2. BFG 14.06.2023, RR/7100068/2023: Antrag auf Wiedereinsetzung ist wegen verspäteter Einbringung zurückzuweisen

Bedienen sich Behörden einer Einlaufstelle, ist ein Schriftsatz ab Einlagen in der Einlaufstelle der Sphäre der Behörde zuzuordnen. Erfolgt keine rechtzeitige Weiterleitung des Schriftsatzes von der Einlaufstelle an die jeweils zuständige Stelle, ist darin ein behördlicher Fehler zu sehen (vgl. VwGH 28.05.2019, Ra 2018/15/0038). Dasselbe gilt auch, wenn die Einlaufstelle die Dokumente einer falschen Steuernummer und somit einer falschen Dienststelle zuweist.

Eine Abgabenbehörde muss die Mindesterfordernisse einer sorgfältigen Organisation wie eine Rechtsanwaltskanzlei erfüllen. Laut Ansicht des BFG erfüllt das Finanzamt das Mindesterfordernis einer sorgfältigen Organisation im konkreten Fall nicht, da das VwGH-Erkenntnis einer falschen Dienststelle des Finanzamts zugeordnet und erst nach drei Wochen an die zuständige Sachbearbeiterin weitergeleitet wurde.

Hinsichtlich der Einhaltung von Fristen ist die größtmögliche Sorgfalt zu wahren. Daher ist in der unterlassenen zeitnahen Weiterleitung des VwGH-Erkenntnis von der intern unzuständigen Dienststelle an die zuständige Sachbearbeiterin ein über den minderen Grad des Versehens hinausgehendes Verschulden zu sehen, insbesondere weil der intern unzuständigen Dienststelle die Verfahren vor dem BFG und VwGH bekannt waren.

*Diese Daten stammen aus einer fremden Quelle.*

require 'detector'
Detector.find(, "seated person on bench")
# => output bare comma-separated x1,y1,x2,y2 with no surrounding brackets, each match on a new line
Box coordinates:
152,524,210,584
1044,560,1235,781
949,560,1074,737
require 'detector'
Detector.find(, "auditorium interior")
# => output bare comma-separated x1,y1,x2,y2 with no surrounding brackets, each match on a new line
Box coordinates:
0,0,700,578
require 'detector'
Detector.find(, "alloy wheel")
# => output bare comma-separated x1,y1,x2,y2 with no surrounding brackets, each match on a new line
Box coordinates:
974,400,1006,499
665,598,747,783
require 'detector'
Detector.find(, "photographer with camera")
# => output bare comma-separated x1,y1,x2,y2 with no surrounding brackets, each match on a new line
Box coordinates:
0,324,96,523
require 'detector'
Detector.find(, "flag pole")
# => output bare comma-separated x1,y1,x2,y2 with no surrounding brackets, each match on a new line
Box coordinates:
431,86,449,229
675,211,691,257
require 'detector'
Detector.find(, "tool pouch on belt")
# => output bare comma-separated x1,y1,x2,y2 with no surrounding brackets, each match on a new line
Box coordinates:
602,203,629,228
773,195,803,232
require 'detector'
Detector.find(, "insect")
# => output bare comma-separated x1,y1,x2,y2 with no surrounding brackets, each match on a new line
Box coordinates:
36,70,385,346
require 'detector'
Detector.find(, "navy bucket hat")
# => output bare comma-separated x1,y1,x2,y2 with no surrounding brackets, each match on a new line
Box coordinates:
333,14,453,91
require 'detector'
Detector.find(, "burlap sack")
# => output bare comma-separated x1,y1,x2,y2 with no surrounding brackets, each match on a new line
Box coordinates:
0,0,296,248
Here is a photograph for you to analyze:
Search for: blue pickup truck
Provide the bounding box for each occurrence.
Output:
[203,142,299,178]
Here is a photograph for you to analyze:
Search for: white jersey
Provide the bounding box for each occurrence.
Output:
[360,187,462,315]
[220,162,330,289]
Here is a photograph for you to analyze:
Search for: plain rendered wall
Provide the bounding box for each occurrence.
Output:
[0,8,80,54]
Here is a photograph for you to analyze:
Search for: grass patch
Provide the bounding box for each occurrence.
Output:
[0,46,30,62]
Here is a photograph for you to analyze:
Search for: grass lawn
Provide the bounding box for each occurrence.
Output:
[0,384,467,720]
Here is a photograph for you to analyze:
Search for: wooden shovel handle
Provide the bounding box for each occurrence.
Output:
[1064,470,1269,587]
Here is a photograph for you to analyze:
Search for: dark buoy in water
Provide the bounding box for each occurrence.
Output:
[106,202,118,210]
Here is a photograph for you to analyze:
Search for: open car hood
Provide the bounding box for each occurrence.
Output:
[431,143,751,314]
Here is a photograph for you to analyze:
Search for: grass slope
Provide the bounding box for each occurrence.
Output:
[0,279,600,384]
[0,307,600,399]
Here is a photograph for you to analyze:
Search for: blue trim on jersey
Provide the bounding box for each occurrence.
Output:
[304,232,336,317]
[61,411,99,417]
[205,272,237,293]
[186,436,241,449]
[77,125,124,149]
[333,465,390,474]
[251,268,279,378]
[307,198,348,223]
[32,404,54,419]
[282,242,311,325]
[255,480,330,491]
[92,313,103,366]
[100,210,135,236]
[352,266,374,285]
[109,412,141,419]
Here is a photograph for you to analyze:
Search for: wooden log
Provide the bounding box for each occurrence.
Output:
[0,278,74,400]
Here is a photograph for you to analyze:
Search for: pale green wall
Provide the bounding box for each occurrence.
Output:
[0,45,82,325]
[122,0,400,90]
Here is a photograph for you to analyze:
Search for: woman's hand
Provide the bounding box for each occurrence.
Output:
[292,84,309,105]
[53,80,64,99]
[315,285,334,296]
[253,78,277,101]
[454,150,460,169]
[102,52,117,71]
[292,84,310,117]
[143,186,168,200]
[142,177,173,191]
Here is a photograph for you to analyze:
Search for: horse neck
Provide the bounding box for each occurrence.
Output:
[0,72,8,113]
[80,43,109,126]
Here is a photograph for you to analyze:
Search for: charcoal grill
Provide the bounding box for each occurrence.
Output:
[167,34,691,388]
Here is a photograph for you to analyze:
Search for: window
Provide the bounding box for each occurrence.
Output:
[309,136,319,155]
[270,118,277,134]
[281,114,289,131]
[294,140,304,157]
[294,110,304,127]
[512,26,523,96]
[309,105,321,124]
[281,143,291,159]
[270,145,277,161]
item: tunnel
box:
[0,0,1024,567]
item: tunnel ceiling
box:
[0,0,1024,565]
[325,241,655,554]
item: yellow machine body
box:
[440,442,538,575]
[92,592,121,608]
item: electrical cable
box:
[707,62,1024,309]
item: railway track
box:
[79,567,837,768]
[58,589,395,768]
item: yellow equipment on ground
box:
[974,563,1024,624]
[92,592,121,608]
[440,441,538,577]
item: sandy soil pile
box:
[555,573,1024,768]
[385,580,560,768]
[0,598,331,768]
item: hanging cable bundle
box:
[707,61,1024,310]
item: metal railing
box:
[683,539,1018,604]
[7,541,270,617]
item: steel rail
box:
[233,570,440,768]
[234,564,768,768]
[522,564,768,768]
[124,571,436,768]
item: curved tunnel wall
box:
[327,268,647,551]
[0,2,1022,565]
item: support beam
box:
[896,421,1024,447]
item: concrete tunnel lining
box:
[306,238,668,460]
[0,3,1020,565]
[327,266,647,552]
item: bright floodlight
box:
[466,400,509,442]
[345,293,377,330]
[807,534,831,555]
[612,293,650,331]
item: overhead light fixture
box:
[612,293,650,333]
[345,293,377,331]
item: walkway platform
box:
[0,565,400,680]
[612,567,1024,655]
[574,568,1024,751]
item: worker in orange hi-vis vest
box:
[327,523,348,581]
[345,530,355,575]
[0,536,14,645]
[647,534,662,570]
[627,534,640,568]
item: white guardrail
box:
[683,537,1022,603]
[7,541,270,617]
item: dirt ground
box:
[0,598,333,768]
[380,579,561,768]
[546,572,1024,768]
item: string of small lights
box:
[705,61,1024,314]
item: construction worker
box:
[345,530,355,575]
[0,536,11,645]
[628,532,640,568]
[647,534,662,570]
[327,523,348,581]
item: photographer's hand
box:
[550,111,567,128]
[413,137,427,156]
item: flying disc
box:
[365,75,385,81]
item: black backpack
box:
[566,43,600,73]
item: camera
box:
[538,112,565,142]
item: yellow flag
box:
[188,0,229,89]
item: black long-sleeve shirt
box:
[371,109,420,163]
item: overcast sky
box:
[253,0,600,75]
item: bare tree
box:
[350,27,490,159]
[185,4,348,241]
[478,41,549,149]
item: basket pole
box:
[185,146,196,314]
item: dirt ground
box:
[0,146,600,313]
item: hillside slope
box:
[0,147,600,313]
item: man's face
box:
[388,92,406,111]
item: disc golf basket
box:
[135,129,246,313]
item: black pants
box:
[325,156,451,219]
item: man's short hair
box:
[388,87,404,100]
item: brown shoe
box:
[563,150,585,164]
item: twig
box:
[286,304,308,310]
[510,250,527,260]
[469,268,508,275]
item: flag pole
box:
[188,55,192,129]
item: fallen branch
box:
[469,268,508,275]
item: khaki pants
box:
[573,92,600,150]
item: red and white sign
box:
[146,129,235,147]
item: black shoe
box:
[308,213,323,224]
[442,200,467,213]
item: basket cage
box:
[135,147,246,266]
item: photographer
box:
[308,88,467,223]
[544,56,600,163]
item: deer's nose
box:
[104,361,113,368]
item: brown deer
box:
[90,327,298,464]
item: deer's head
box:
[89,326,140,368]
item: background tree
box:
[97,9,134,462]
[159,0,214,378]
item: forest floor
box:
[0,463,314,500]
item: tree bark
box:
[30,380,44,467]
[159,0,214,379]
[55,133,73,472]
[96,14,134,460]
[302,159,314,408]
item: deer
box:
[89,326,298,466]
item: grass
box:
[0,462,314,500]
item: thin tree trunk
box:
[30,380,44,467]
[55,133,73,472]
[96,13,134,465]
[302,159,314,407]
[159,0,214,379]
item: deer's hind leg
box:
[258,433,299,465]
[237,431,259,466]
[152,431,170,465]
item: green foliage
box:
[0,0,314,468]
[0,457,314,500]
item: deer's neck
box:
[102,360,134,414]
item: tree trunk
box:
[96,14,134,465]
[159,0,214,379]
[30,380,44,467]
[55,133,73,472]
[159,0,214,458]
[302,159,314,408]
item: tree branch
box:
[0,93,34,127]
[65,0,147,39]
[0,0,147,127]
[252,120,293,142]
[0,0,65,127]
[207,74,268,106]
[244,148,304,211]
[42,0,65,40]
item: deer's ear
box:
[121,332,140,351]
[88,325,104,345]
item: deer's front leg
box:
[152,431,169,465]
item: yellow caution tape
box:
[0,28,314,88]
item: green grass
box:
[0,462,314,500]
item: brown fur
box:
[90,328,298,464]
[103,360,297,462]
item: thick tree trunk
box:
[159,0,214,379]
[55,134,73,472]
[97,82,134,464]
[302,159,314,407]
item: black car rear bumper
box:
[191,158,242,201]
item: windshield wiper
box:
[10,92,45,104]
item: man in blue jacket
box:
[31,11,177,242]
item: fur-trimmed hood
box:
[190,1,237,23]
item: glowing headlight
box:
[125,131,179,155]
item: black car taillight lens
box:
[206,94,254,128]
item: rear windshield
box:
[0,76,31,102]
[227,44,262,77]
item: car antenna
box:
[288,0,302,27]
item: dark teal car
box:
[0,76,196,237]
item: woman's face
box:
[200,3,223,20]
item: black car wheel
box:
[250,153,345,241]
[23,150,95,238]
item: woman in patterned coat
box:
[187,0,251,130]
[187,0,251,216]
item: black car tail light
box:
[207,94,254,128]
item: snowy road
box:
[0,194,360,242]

Nach Ansicht des BFG beginnt die Wiedereinsetzungsfrist von 2 Wochen mit Zustellung des VwGH-Erkenntnisses an das Finanzamt am 20.03.2023 zu laufen, weil das Finanzamt zu diesem Zeitpunkt seinen Rechtsirrtum erkennen hätte können. Die Frist zur Einbringung eines Antrages auf Wiedereinsetzung endet damit am 03.04.2023. Der vom Finanzamt am 25.04.2023 eingebrachte Antrag auf Wiedereinsetzung war somit verspätet eingebracht.

3. Ergebnis

Nicht nur Kanzleien haben bei der Einhaltung von Fristen größtmögliche Sorgfalt walten zu lassen, sondern auch die Dienststellen des Finanzamtes müssen ihre Fristen bestmöglich im Auge behalten. Die Organisation des Finanzamtes Österreich muss dem Mindesterfordernis einer sorgfältigen Organisation entsprechen. Dazu gehört ua die Vormerkung von Fristen und die Vorsorge durch entsprechende Kontrollen, damit Folgen des menschlichen Versagens bestmöglich ausgeschlossen werden.

Relevant in diesem Zusammenhang ist unter anderem die Frage, ob im Verhalten des Finanzamtes noch ein minderer Grad bzw schon ein schwerer Grad des Versehens liegt. Das BFG sah in der Zuordnung eines relevanten Schriftstückes zur falschen Dienststelle und der Weiterleitung an die zuständige Stelle erst nach drei Wochen einen schweren Grad des Versehens.